Use of AI also resulted in higher sensitivity (80.5% vs 73.8%) and the same specificity (98.5%) compared with standard double reading.

Initial results from the trial showed that AI-supported mammography resulted in a cancer detection rate that was comparable to that of two breast radiologists working together (6.1 vs 5.1 per 1,000 screened), while also substantially cutting screening workload by 44%.

A follow-up per-protocol analysis showed that AI-supported screening led to a significant increase in the cancer detection rate versus standard double reading (6.4 vs 5.0 per 1,000 screened participants), with small nonsignificant increases in recall rates and false-positive rates.

“Together with results from the two previous protocol-defined analyses of the MASAI trial, we show that an AI-supported mammography screen reading procedure can be used to improve screening performance, while reducing screen reading workload compared with standard double reading without AI,” wrote Lång and colleagues.

“Further analyses of subsequent screening rounds and cost-effectiveness will clarify the long-term balance of benefits and harms and could provide a strong rationale for implementing AI in population-based mammography screening programs, particularly in the context of workforce shortages,” they noted.

In an accompanying commentary, M. Luke Marinovich, PhD, MPH, and Nehmat Houssami, MBBS, PhD, both of the University of Sydney, cautioned against over-interpreting the noninferiority findings on interval cancer rates, but conceded that they provide “substantial reassurance that the AI screening workflow used in the [trial] is a safe alternative to double-reading of screening mammography.”

“Some breast cancer screening programs have already moved to include AI in the screen-reading workflow, generally in selected screeners,” they wrote. “Results of the MASAI trial will probably accelerate such moves or inform newer trials and large-scale implementation studies.”

From April 2021 to December 2022, 105,934 women who were undergoing mammography screening at four sites in Sweden were randomly assigned in a 1:1 ratio to AI-supported mammography screening or to standard double reading by radiologists without AI. Median age was 53.8 years in the intervention group and 53.7 years in the control group.

In the intervention arm, a specialist AI system analyzed the mammograms and triaged low-risk cases to single reading and high-risk cases to double reading performed by radiologists.

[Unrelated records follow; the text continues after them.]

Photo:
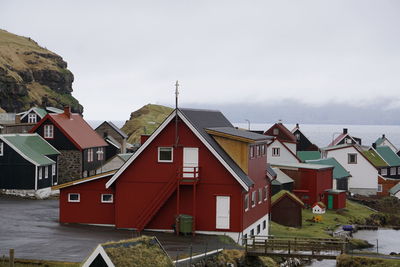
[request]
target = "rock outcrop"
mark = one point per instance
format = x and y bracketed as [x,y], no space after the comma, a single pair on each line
[31,75]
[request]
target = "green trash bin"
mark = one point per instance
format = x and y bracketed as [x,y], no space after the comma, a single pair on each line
[185,223]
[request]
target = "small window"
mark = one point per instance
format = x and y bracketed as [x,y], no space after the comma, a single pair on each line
[165,154]
[380,188]
[276,151]
[74,197]
[352,158]
[107,198]
[246,202]
[253,198]
[32,118]
[48,131]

AI was also used as detection support to the radiologists, in which it highlighted suspicious findings in the image.

The AI system was trained, validated, and tested with more than 200,000 examinations from multiple institutions across more than 10 countries.

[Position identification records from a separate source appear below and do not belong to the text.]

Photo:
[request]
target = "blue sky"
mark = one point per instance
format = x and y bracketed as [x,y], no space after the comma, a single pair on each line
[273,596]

The authors acknowledged several limitations to their trial related to generalizability, pointing out that the study was conducted in Sweden, with one mammographic vendor, one AI system, low baseline recall rates, and overall experienced radiologists.

“Outcomes might vary between different screen reading procedures or with less-experienced radiologists, who might have higher false positive rates and greater AI influence on performance,” they wrote.